Silva got his wish in the summer, though. He arrived at Goodison Park and plenty was expected. Yet things at Everton seem distinctly mediocre despite having spent around £270m in the last 18 months.

The slow decline
However, Silva’s slow start needs to be seen in the context of a pattern.

Since David Moyes left the Toffees, each new Everton manager has gained fewer and fewer points in their first 23 league matches. The current man in charge is just the latest dot on a trend line.

Everton.png


And when one looks at the £270m spent, it’s remarkable how many were in positions that desperately needed filling.

Jordan Pickford was an objectively good signing. As was Michael Keane, a worthwhile (young) addition to a centre-back corps that was Phil Jagielka, Ashley Williams and unreliable Ramiro Funes Mori.

The sales of Romelu Lukaku and Ross Barkley brought in nearly £90m to spend on attacking and midfield players, although the way Everton used it was unwise, and that’s putting it nicely. Gylfi Sigurðsson, Cenk Tosun, Davy Klaassen, and Theo Walcott amount to maybe one-and-a-half successes out of four.

It’s only really been in the summer of 2018 that Everton’s recruitment hit its stride.

Richarlison and Lucas Digne have become instant starters, with Kurt Zouma and André Gomes proving to be immensely useful loans. Yerry Mina, at 23, brings the average age of Everton’s contracted centre-backs below pensionable age even if he isn’t yet playing, and Bernard on a free is superb business.

Although one could say that this should halt the decline, it’s been Silva who’s had to bed all of these players in. There’s one other thing to consider as well…

League of Legends
The current Premier League has a strength at the top end that is unheard of. When Smith reached 23 games in 1998, top of the league Manchester United has collected 44 points. The Red Devils have that total this season but are in sixth. There’s simply not as many points to go around anymore.

Silva has managed to improve the Everton team compared to Allardyce’s reign, although only marginally. The team’s expected goals figures are slightly better on both the attacking and defensive end, but are still mid-table on both counts.

Recent defeats against Brighton, Leicester, and Southampton are concerning, but the three games were on a statistical knife-edge. That’s some comfort — they could have easily earned six points rather than none — but that they were that close in terms of chances created is perhaps a worry.

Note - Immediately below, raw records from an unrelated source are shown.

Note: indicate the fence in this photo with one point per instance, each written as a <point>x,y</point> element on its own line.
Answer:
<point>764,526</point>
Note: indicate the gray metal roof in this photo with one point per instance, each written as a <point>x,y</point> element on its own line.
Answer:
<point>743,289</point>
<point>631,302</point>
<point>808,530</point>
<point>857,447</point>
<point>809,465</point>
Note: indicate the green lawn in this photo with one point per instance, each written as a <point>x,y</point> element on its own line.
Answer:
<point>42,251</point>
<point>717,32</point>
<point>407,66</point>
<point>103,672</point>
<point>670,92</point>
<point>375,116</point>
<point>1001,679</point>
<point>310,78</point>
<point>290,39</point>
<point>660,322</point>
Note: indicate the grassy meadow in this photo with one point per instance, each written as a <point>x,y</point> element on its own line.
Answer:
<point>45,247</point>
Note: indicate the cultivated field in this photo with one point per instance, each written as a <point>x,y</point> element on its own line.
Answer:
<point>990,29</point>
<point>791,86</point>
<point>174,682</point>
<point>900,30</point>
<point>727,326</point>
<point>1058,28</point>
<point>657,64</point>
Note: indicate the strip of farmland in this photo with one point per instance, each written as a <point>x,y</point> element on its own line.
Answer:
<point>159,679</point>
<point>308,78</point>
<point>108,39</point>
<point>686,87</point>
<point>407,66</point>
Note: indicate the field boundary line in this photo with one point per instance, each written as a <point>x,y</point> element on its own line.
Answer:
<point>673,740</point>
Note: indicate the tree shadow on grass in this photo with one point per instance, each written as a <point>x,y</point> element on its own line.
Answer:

Or perhaps it’s just confirmation of how Everton have slipped down the Premier League pecking order. Southampton under Ralph Hasenhüttl are trying to reclaim their place in the midtable and Leicester have been there since winning the title.

Everton are also below Watford and West Ham, and level on points with Bournemouth. Each, in their own ways, deserves to be there.

Silva might not be radically improving the Toffees, but he’s come into Goodison Park as the club are only just beginning to right a ship that’s been going awry for several years. They’d be able to get away with that if the league wasn’t the most top-heavy it’s ever been.

Olympiacos might have won the Greek league 107 times in 106 years, but in 2018/19’s Premier League there are six teams worthy of the top four and another sixth worthy of seventh-spot. It’s little wonder then Silva doesn’t quite look so shiny.

That's just woke me up to the fact that we are currently level on points with Bournemouth.


I too used to laugh and roll my eyes at the suggestions of Eddie Howe to manage Everton but if he's level on points with Marco Silva managing an Everton team that's had about 300 million quid spent on it in the past 3 years then not only does that actually absolutely terrify me but makes me think he can't be worse than Silva.

Nice one Everton, I think I need a cold shower now.

Oh, and that last line is a killer as well.
 

Give him until Christmas next season. The rest of this season to show us if he has the chops to manage his way out of this mess.

Until Christmas next season will give him the summer transfer window and a full preseason to implement his tactics and philosophy(if they exist). If things don’t improve, there’s the door.